Thanks.  Hopefully I can get some usable prints of #44. He's the son of one of my friends and the reason I was there to watch and get some photos.


----------



## JacaRanda (Aug 24, 2015)

Those were shot during the day, stop it 

Very nice and I would not have known the iso at all.  Never would have thunk.


----------



## MSnowy (Aug 25, 2015)

JacaRanda said:


> Those were shot during the day, stop it
> 
> Very nice and I would not have known the iso at all.  Never would have thunk.



Thanks. This one was at sunset iso 7200


----------



## waday (Aug 25, 2015)

Nice set



MSnowy said:


> JacaRanda said:
> 
> 
> > Those were shot during the day, stop it
> ...


Sunrise Gardens at Sunset.


----------



## Designer (Aug 25, 2015)

Are you sure it wasn't a Demolition Derby?


----------



## wyogirl (Aug 25, 2015)

What are you shooting with that handles high ISO so well. I can't get anything useful at 800 but I'm shooting with an older entry level dslr.


----------



## MSnowy (Aug 25, 2015)

waday said:


> Nice set
> 
> 
> 
> ...



Ha ha


----------



## MSnowy (Aug 25, 2015)

Designer said:


> Are you sure it wasn't a Demolition Derby?

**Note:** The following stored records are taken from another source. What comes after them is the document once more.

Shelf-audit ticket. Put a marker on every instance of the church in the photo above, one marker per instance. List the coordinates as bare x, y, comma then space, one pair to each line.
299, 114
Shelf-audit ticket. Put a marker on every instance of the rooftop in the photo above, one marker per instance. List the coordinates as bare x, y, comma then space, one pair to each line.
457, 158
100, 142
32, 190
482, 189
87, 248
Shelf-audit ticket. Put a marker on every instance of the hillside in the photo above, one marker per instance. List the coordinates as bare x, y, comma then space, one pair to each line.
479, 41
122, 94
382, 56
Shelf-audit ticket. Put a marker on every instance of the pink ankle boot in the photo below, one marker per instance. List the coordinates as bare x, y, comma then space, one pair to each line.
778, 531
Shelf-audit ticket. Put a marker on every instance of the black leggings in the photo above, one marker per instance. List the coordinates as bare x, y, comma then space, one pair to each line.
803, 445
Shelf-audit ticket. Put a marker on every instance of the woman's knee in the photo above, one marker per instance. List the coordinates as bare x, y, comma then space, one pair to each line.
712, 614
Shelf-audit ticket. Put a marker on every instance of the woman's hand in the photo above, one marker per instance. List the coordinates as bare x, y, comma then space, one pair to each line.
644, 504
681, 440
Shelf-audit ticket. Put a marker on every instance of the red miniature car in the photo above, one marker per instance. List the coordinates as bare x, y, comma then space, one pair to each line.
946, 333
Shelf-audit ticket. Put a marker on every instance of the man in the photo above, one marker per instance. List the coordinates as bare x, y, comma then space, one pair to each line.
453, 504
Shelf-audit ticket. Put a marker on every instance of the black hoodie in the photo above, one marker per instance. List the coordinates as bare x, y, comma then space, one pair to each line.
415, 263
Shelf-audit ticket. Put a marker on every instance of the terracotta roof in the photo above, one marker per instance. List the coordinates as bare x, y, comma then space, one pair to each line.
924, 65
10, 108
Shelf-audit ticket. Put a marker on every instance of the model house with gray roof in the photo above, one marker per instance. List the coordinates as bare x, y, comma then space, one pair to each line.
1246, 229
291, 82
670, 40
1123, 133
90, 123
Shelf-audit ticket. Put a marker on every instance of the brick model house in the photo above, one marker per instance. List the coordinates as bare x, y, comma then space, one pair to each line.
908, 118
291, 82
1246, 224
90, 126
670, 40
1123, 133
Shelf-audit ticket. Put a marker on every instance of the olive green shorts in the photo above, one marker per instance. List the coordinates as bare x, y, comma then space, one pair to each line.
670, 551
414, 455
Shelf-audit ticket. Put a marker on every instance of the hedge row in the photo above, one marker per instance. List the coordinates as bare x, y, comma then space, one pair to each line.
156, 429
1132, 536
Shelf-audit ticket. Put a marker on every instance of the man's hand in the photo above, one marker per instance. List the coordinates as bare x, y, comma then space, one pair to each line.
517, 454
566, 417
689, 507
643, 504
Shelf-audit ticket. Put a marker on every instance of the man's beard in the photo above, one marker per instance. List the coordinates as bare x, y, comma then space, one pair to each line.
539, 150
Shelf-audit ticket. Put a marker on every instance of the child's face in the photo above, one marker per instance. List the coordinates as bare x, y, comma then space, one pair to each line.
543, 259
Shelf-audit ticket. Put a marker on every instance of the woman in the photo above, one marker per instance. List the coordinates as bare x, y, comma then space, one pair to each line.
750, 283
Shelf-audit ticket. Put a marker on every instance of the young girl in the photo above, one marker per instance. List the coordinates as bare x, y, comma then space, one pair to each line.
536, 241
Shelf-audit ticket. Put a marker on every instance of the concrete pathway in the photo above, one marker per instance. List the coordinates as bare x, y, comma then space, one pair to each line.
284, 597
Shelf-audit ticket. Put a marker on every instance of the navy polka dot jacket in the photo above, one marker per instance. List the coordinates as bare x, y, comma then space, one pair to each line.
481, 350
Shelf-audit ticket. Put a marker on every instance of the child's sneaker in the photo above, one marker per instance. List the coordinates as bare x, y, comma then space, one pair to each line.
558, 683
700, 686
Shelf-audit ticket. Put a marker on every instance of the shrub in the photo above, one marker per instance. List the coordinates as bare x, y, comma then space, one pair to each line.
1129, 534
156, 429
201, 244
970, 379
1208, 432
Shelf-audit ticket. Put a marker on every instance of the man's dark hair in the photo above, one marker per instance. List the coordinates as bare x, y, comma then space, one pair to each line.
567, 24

Yup figure 8 with some nice crashes


----------



## MSnowy (Aug 25, 2015)

wyogirl said:


> What are you shooting with that handles high ISO so well. I can't get anything useful at 800 but I'm shooting with an older entry level dslr.



Nikon D3s


----------



## DarkShadow (Aug 25, 2015)

Oh man that looks fun.Nice shots at High ISO.


----------



## robbins.photo (Aug 25, 2015)

Wow.. spectacular shots.  It's downright amazing to think those were shot at 12800.  Well, maybe the photographer had just a smidgen to do with that too.. but still must be a nice camera.

Rotfl..


----------



## DarkShadow (Aug 25, 2015)

I got shots from some of my previous cameras Nikon D3100 and D90 at 3200 ISO that are very clean, even in the dark shadow areas and the Canon 60D with a little color sparkle paint job.


----------



## MSnowy (Aug 25, 2015)

DarkShadow said:


> Oh man that looks fun.Nice shots at High ISO.



Thanks


----------



## MSnowy (Aug 25, 2015)

robbins.photo said:


> Wow.. spectacular shots.  It's downright amazing to think those were shot at 12800.  Well, maybe the photographer had just a smidgen to do with that too.. but still must be a nice camera.
> 
> Rotfl..



Thanks. A few years ago I was looking for a camera that handled high ISO.Most of the time I'm taking photos late day and evenings in lousy weather. So the D3s works best for me.


----------



## annamaria (Aug 28, 2015)

Really like 44 too. Good shots even with high iso.


----------